In a girl, born of consanguineous parents of South Asian descent, with HIES4, Schwerd et al. (2017) identified a homozygous missense mutation in the IL6ST gene (N404Y; 600694.0001). The mutation, which was found by exome sequencing and confirmed by Sanger sequencing, segregated with the disorder in the family. Patient-derived cells showed a complete loss of STAT3 response to IL6 stimulation compared to controls; these defects were rescued by expression of wildtype GP130. Knockdown of GP130 in HEK293 cells using CRISPR/Cas9 technology showed that mutant cells did not phosphorylate STAT1 or STAT3 in response to stimulation with the known ligands IL6, IL11, IL27, OSM (165095), or LIF (159540), but did respond to stimulation with interferon. GP130-null cells transfected with the mutation showed absent response to IL11 stimulation and decreased response to IL6, IL27, and OSM; LIF response was largely intact. Transfection of wildtype GP130 rescued the defect. In vitro functional expression studies in GP130-null human hepatoma cells showed a defective IL6-mediated acute-phase response. The findings were consistent with a loss of function and impaired IL6ST-mediated downstream signaling. Direct sequencing of the IL6ST gene in over 400 patients with craniosynostosis and over 200 patients with HIES did not identify any pathogenic variants.
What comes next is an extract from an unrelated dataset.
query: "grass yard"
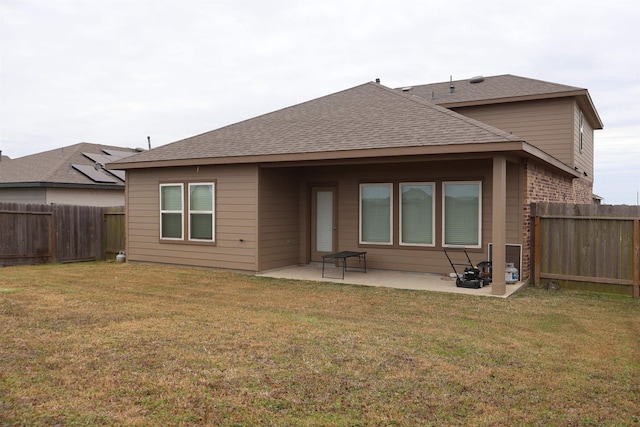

In a boy, born of consanguineous Turkish parents, with HIES4, Shahin et al. (2019) identified a homozygous missense mutation in the IL6ST gene (P498L; 600694.0002). The mutation, which was found by exome sequencing and confirmed by Sanger sequencing, segregated with the disorder in the family. Detailed in vitro functional studies of patient-derived cells and HEK293 cells transfected with the mutation showed impaired STAT3 response particularly to IL6, IL11, and IL27 compared to controls. These defects could be rescued by expression of wildtype IL6ST. The effects were apparent in both B- and T-cell subsets, as well as fibroblasts. The findings were consistent with a loss-of-function effect and variably impaired downstream IL6ST signaling.